Flip through the chapter in Moltrect or any high school text for basics, but its not that different. cutters tend to be bigger but the formulas don't change. Support things well and think about which direction the forces are applied to and how to orient the vise. for example in the below pic, I'm making a 3/4" wide slot 5/8 deep in a pass - If i had the vise the other way the work would lift at the start of cut because of the upwards force. flood coolant is imo a must. The project is more QCTP holders, made this slot in 20 pieces, that's where the chip pile came from, tool makers clamp is homemade (of course!) and is used as a vise stop

A special relationship is developing with Elliot, which i maintain can also be a girls name....for any kind of serious metal removal, a cutter unsupported one end just doesn't seem to 'cut' it anymore

http://i20.photobucket.com/albums/b201/michael0100/milling.jpg

tattoomike68
07-24-2009, 05:57 PM
I like to key large and long shafts with a horz. mill. 20 footer is no problem and you can charge 15+ minutes a foot. we also made splines, gears, worm gears and bag sealing dies with it.

It has power feed and rapid traverse on all 3 axises. it sure is sweet to run.

Davek0974
07-25-2009, 03:28 AM
Thanks so far, i cant wait to get it running now.


DAve

Mark McGrath
07-26-2009, 06:22 AM
Dave,when running your horizontal cutters stick to about 50-70 fpm and a minimum of 0.002 per tooth per rev feed. i.e. 20 tooth cutter 0.002" x 20 = 0.040" per rev.This is a good starting point for HSS cutters.Obviously a bit less for fragile slitting saws etc.Coolant is essential.
A Treatise on Milling can be downloaded from here.It`s a big file.Used to be two versions,Brown & Sharpe and Cincinnati.
http://ia331437.us.archive.org/1/items/treatiseonmillin00cincrich/
Mark.

John Stevenson
07-26-2009, 06:38 AM
Dave,
As other have said but mount the cutter so the nut self tightens, I know you have a key fitted but trust me they can come loose running the wrong way.
It's also possible to get arbors with LH threads

NEVER EVER climb mill with one.

.

Mark McGrath
07-26-2009, 09:20 AM
Dave,


NEVER EVER climb mill with one.

.

John,do you mean with a left hand threaded arbor or with a horizontal mill?

Davek0974
07-26-2009, 11:52 AM
I can't see why climb milling should be out of the question, this thing has a backlash eliminator knob specifically marked "Tighten when climb milling".

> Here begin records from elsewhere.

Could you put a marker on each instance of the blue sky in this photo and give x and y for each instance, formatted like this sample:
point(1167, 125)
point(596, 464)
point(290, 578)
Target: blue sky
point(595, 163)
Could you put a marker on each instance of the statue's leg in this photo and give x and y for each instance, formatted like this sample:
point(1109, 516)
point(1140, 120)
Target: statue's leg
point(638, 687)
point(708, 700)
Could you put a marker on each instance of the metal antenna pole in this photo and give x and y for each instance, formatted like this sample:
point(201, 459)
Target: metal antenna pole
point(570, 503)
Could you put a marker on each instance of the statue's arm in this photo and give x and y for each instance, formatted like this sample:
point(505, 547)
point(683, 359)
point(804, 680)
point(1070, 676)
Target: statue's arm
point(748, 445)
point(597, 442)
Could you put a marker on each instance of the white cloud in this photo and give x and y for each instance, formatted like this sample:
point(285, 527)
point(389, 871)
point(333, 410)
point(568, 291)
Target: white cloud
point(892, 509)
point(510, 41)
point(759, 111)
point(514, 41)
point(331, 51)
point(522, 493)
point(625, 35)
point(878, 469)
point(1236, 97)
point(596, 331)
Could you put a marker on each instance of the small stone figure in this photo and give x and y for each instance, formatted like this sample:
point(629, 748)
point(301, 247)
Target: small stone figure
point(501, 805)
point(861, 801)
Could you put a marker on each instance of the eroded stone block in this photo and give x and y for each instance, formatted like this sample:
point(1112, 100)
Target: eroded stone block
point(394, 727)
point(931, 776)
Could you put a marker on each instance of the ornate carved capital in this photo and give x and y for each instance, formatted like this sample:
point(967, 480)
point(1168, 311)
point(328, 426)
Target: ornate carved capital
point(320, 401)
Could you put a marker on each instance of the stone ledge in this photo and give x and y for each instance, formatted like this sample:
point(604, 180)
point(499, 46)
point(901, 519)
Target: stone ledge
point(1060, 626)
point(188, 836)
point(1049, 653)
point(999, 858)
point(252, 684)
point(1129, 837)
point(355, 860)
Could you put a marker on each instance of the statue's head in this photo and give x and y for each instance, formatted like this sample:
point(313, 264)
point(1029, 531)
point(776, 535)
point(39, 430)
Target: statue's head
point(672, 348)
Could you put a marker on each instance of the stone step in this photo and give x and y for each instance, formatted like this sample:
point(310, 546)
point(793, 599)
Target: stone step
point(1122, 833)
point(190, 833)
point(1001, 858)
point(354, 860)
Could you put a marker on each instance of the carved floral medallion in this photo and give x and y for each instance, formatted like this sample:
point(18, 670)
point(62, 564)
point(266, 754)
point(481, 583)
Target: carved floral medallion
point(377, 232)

Can the nut on the end of a 20" keyed arbor really come loose from driving torque?

This stuff's all new to me:D

Dave

Davek0974
07-27-2009, 03:14 AM
On the mill, there is a large gearbox for the table feed, the manual shows a filler plug for the oil but its not on the machine?

The oil pump and sight glass are there but i cant find the filler.

It has not been painted over as the paint is original, anyone got any ideas? Or does anyone else have an Adcock & Shipley 2E horizontal?